Il convient de mentionner aussi Hermann Abels, un marchand de Cologne, qui comptait également parmi les connaissances de Wüster. Abels était déjà en relation avec la plupart des musées rhénans avant la guerre. Dès le mois d’octobre 1940, il avait envoyé au Rheinisches Landesmuseum des offres qu’il avait glanées lors d’un voyage en France auprès de ses collègues parisiens et chez des collectionneurs privés8. On ne connaît pas d’autre tentative de médiation de sa part, sans doute parce qu’Apffelstaedt et Rademacher ont décidé de se rendre eux-mêmes à Paris pour leurs affaires à partir de novembre 1940.

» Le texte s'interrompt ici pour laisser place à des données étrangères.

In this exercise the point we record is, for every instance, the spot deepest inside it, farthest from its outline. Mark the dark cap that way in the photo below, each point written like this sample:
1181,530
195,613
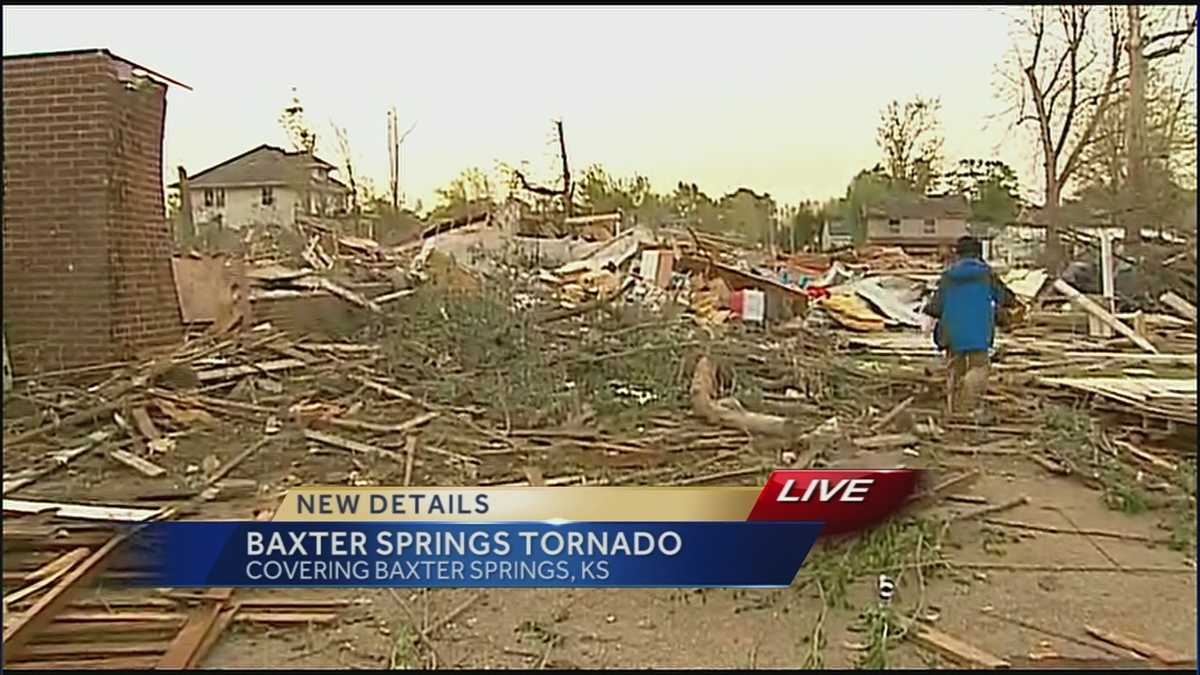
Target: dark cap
969,248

Patrimoine culturel rhénan ?

Apffelstaedt et Rademacher étaient certes soucieux d’acquérir principalement pour Bonn des « œuvres rhénanes », susceptibles d’appartenir au « domaine de collection le plus spécifique du Rheinisches Landesmuseum, c’est-à-dire de l’art rhénan depuis les origines jusque vers 1500, ainsi que des peintures rhénano-néerlandaises du XVe au XVIIe siècle1 ». Or, on trouve également répertoriés sur une liste d’achats établie après la guerre plusieurs objets non « rhénans », qui y sont d’ailleurs qualifiés d’« italiens » ou de « français », par exemple des pièces de porcelaine émaillée de Limoges. Dans le cas des 23 peintures acquises à Paris, il s’agit exclusivement d’œuvres néerlando-flamandes, qu’Apffelstaedt considérait comme « apparentées de souche » à l’art rhénan2.

Après la guerre

Aussitôt arrivées en Allemagne, les œuvres d’art achetées à Paris ont été mises en sûreté dans un abri anti-aérien, d’où elles furent pour la plupart rapatriées en France après la guerre1. Il semble que Rademacher n’ait éprouvé aucun remords de conscience d’avoir exporté, sans frais de douane ni taxes d’aucune sorte, de grandes quantités d’objets d’art depuis un pays voisin que sa propre nation avait attaqué et occupé2.

En 1957, Rademacher était promu à la tête du Rheinisches Landesmuseum de Bonn, sous la direction générale de Kurt Böhner. Deux ans plus tard, des problèmes de santé le forcèrent cependant à prendre sa retraite anticipée. Rademacher allait encore publier plusieurs ouvrages d’histoire de l’art avant de mourir à Bonn le 6 décembre 19873.